Three Yorkshire pigs with six-week-old infarcts were imaged after injection of 0.2mmol/kg Gadolinium-DTPA using an ECG-gated 3D MCLE sequence with a 160x160x10 acquisition matrix over a 1.5cm-thick slab with corresponding resolution of 1.5 mm³. The undersampled datasets were prospectively acquired using Variable Density Poisson-disk Sampling patterns at a net acceleration of 5 with a 16-channel anterior cardiac coil array in a GE 3T scanner. The data processing pipeline is shown in FIG. 1. For comparison, an alternative CS reconstruction method REPCOM⁶ was implemented and the IR-FGRE images (FIG. 3) were also acquired with the parameters as follows: matrix = 160x160; FOV = 24cm; slice thickness = 5mm.
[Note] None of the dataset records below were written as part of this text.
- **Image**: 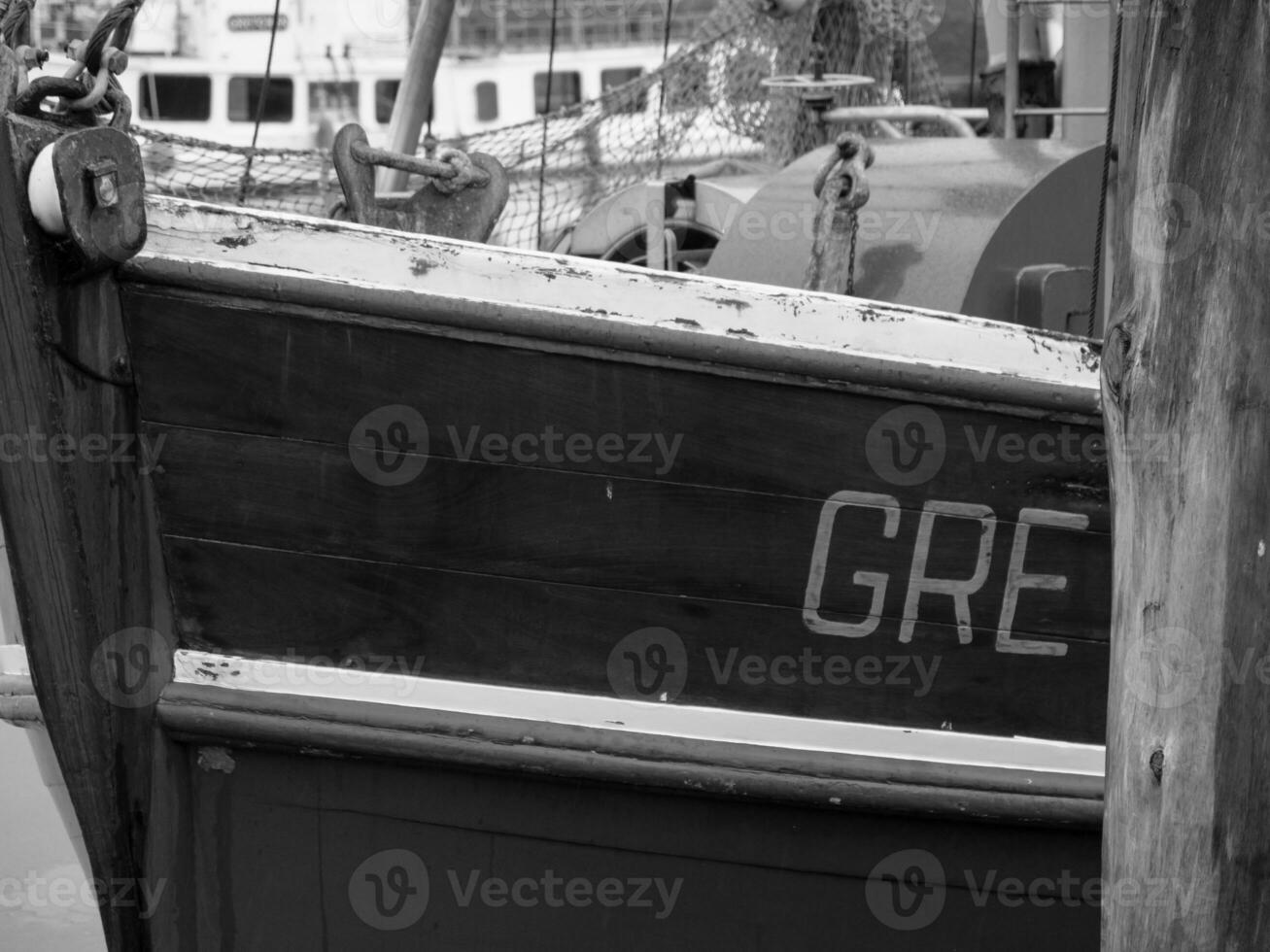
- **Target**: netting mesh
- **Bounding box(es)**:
[135,0,946,248]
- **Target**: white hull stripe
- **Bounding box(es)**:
[168,650,1105,779]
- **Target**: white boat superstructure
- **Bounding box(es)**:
[32,0,700,149]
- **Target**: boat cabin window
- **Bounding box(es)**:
[230,76,296,121]
[137,72,212,121]
[533,71,582,116]
[476,80,498,121]
[375,80,401,125]
[309,83,360,117]
[600,66,648,115]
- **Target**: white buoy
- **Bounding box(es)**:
[26,142,67,237]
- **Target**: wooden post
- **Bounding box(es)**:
[376,0,455,191]
[1102,0,1270,952]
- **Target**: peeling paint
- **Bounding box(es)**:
[198,748,237,774]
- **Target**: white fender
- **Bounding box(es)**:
[26,142,67,237]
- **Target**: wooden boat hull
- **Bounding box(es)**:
[0,59,1110,949]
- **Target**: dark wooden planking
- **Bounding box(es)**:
[185,750,1099,952]
[152,427,1110,638]
[124,286,1109,531]
[0,78,165,952]
[168,539,1108,744]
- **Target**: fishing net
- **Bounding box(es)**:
[135,0,947,248]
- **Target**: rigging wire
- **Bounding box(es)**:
[538,0,560,249]
[237,0,282,204]
[657,0,674,178]
[1085,3,1124,338]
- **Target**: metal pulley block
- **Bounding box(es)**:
[332,123,510,241]
[14,78,146,273]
As seen in FIG. 2, COSEP provides the highest reconstructed spatial resolution on the magnitude image, computed exclusively within the area indicated by the box. Specifically, the anatomical edges in the infarct region indicated by the arrow are well-preserved on the reconstructed image by COSEP; the reconstructed infarct branches within the ellipse shown by COSEP are more consistent with those on the conventional high-resolution 3D MCLE image (FIG. 4) acquired after sacrifice. In FIG. 2C, COSEP presents sharper contrast between infarct and healthy myocardium than REPCOM along the signal intensity profile taken along the dashed line in FIG. 2B.We successfully demonstrated that COSEP is capable of reconstructing fine details from highly undersampled datasets. High-resolution characterization of myocardial infarction in vivo is feasible using accelerated 3D MCLE with the COSEP reconstruction. We have shown that an isotropic resolution of 1.5mm was achieved within a single breath-hold in an in-vivo prospective pig study.